JWST may have found the first evidence of “dark stars.”

The bright galaxies that the JWST unexpectedly discovered shortly after the Big Bang may not be powered by hydrogen mergers, as stars are today, but by concentrations of dark matter, physicists have suggested. These “dark stars” are said to have masses a million times that of the Sun. Don’t let the name fool you though – astronomers believe such stars would also be more than a billion times as bright as the Sun, which explains why we can see them from such great distances.

Since we don’t know what dark matter is made of, any reference to its ability to power light sources is highly speculative. Still, some of the very early galaxies discovered by JWST are difficult to explain, opening up space for ideas previously thought to be edge galaxies.

In a new paperR, Three physicists from Colgate University show how their idea of ​​”dark stars” could explain some of the anomalies in the JWST observations.

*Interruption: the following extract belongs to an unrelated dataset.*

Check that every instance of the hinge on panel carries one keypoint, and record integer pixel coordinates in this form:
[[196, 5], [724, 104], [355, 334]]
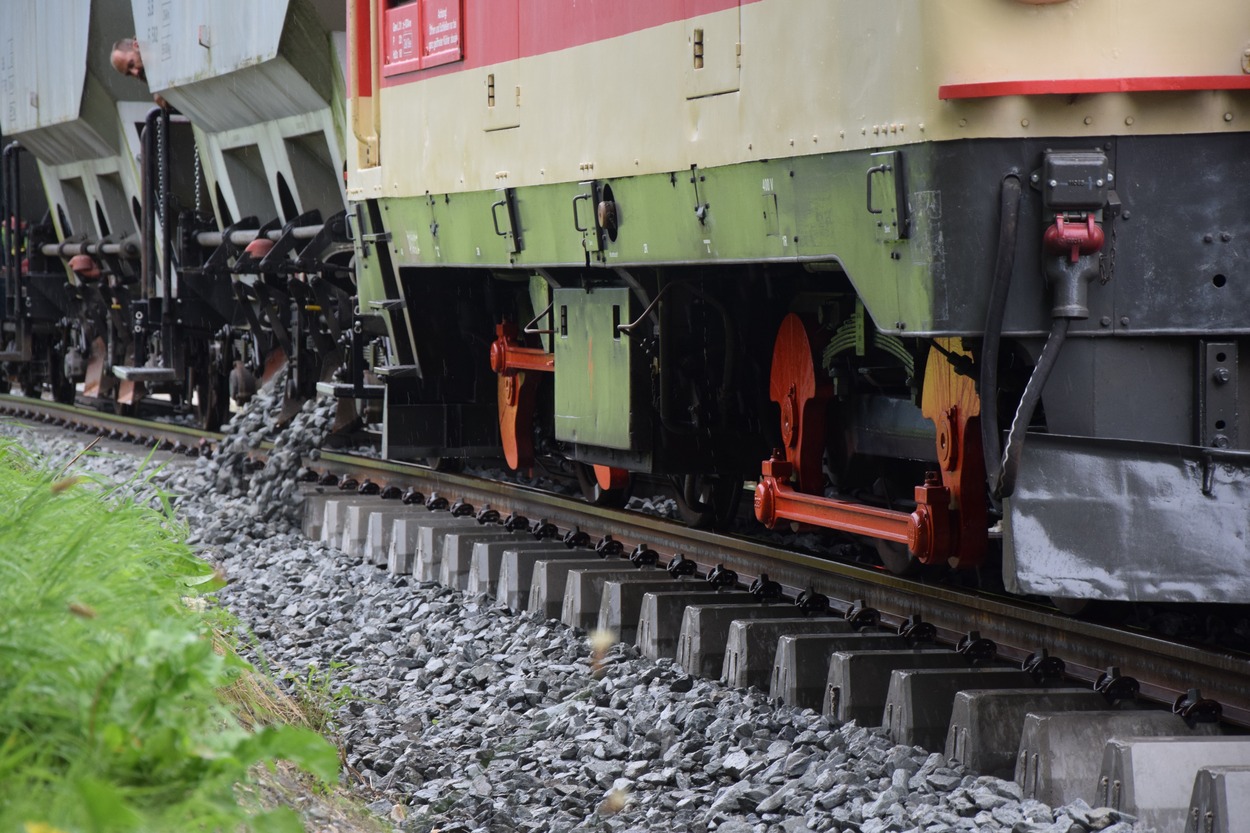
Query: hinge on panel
[[1218, 394]]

The fact that light is not infinitely fast means that in order to see anything you have to look back in time. The JWST has seen galaxies more distant than anything before, and therefore looks further back in time, almost to the Big Bang itself. These earliest galaxies appear to be more evolved than conventional physics has predicted in the limited time available would consider possible. Most physicists believe that this paradox can be solved with relatively minor changes to existing models of the Universe, but some are exploring more radical options.

The researchers suspect that the first stars formed mostly from hydrogen and helium, like those in our own galaxy, but that concentrations of dark matter provided a source of energy for their heating, which happened faster than fusion took off. So-called galaxies are rather individual stars that achieve galactic brightness in this way. At that distance, they argue, the JWST lacks the angular resolution to determine whether it’s seeing a point source or a more widespread galaxy.

According to the authors, dark stars are so large that if they were replaced, their surface would be outside of Saturn’s orbit. Even given their enormous mass, fusion could not be sustained over such a large area. Instead, dark matter particles annihilate themselves, releasing enough energy to heat the surface to 10,000K (similar to Sirius), producing a staggering amount of light.

Such an energy release cannot be sustained for long. The authors believe that when dark stars run out of dark matter to fuel themselves, they collapse into black holes, providing the seeds for the supermassive black holes (SMBH) found at the core of galaxies. The presence of such evolved SMBHs powering quasars in the early Universe is another problem that physicists struggle to explain.

Although dark stars could solve some of the cosmological problems brought to light by the JWST, we do not know if dark matter particles are their own antiparticles and therefore can annihilate as the authors suggest. Would stars of this kind be stable even if they could? Were hydrogen and helium sufficiently concentrated in the early Universe to produce objects of the magnitude this proposal calls for? Modeling may suggest that the ideas are plausible, but we don’t yet have evidence that this is real.

In addition, the work acknowledges that one of the four early universe objects whose spectra passed an initial fitness test may not fit the Dark Star model. If this object, JADES-GS-z10-0, is anything more conventional than a Dark Star, critics might remark, the other three might be, too.

However, the paper is more than speculative. The authors suggest that if the other three objects in question are Dark Stars, their spectra should show prominent helium lines, particularly an absorption line at 1640 Angstroms, where a galaxy of ordinary stars would have emission lines. So far, the JWST has not investigated the three in enough detail to resolve the matter. The authors want to change that.

The paper was published in Proceedings of the National Academies of Science.